Simone - It's really the torque. They experience any magnetic material alliance in an external magnetic field. The string of iron oxide nanocrystals is like a compass needle for diamonds. We see this in also other animals that have the sense of the magnetic field at this torque that can be perceived for orientation.

Chris - How do you envisage creating fields that will guide the microbes in the right sort of way? Because it's one thing for them to be experiencing a field on the scale of a planet and just knowing up and down. For example, when you're trying to guide something in three dimensions through complex tissues inside a body environment to a site that might be, say a tumor, that's a whole different ball game.

Simone - So it's not that we are trying to give a direction like a left or right. What we do is basically we apply rotational magnetic fields at a tumor site and these bacteria behave basically like tiny rods or levels that start turning. And when they do this in circulation, in the blood circulation of these rotational magnetic fields can help them start tumbling along blood vessel walls. And this is a very important or crucial mechanism as we identified because it helps them to find gaps between blood vessels to then get out and get into tumor tissue.

Chris - I'm with you. So in essence you use a rotating magnetic field because that almost creates whirlpools. It's like little eddies which the bacteria fall into and then they roll along. And then if there is a gap that they can crawl through, they're more likely to crawl through it. So if you center that whirlpool on where the tumor is, they're gonna slow down and roll around in the tumor preferentially, which means you're gonna enhance the delivery.
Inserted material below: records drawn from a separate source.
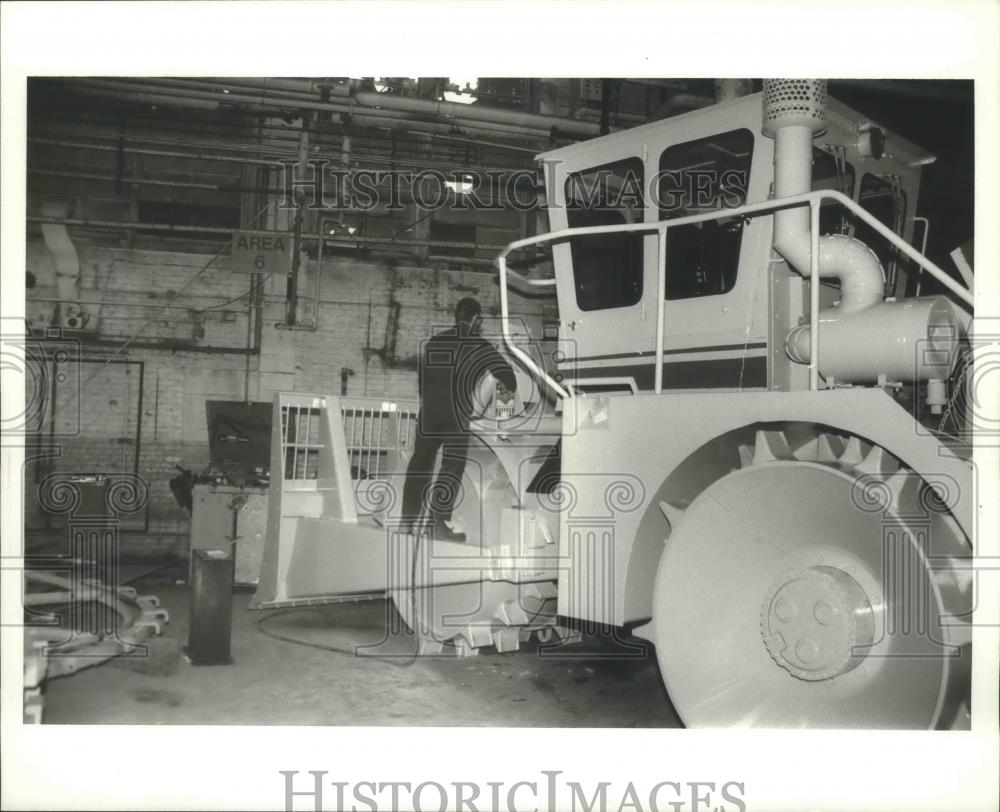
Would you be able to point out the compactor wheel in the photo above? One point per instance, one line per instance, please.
(818, 585)
(462, 618)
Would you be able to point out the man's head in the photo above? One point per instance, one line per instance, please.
(467, 312)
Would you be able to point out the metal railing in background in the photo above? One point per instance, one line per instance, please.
(812, 199)
(379, 435)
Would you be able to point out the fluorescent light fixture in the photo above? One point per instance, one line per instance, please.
(460, 187)
(462, 97)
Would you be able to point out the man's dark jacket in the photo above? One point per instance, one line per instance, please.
(451, 366)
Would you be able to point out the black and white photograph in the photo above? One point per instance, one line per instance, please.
(615, 431)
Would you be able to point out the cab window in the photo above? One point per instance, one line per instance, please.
(607, 268)
(696, 177)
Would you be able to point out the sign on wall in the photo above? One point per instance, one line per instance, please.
(258, 253)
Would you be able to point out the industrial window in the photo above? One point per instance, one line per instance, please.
(832, 172)
(696, 177)
(607, 268)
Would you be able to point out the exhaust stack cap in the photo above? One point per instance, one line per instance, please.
(794, 103)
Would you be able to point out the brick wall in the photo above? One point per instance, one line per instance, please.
(371, 320)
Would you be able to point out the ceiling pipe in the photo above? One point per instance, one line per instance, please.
(478, 113)
(794, 112)
(371, 117)
(228, 232)
(726, 89)
(254, 155)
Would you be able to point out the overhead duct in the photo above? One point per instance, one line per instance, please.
(794, 112)
(863, 339)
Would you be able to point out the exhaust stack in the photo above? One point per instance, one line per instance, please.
(794, 113)
(863, 338)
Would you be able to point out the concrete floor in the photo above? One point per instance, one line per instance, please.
(276, 682)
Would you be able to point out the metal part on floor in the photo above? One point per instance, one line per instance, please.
(122, 622)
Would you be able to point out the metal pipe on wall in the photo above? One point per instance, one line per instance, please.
(169, 227)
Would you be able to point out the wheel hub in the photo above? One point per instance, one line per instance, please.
(812, 621)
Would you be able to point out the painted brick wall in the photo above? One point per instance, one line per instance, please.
(169, 297)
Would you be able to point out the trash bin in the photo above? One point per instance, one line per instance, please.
(93, 495)
(211, 607)
(91, 502)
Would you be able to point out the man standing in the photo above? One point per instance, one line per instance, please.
(451, 366)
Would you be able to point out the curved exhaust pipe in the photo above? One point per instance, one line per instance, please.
(864, 339)
(794, 112)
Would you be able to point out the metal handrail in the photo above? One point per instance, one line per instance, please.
(812, 199)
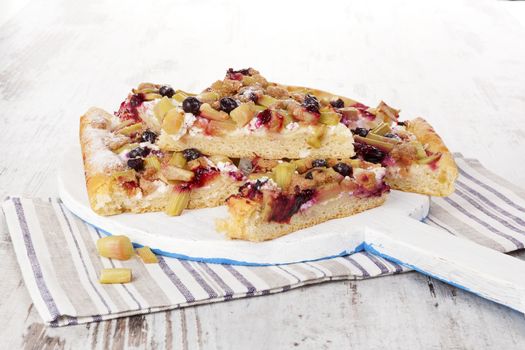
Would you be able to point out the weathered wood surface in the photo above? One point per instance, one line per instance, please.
(461, 64)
Simone - I think you've put this very well, yes. <laugh>.

Chris - Does it work though? You presumably are not at the stage where you've put this into people yet, so there must be some kind of model system that you are testing this on.

Simone - Yes. So we tested this first in a Petri dish. So from the blood vessels, the cells, we were growing them just on a membrane and then we were adding our bacteria on top and starting with these rotational magnetic fields and then counting how many bacteria could make it through the cell layer. And we could see that this was significantly higher than when we would have no magnetic field. And then we went and tested this also in animal models and could see that we find a significantly higher enrichment in tumors when we exposed some to these rotational magnetic fields.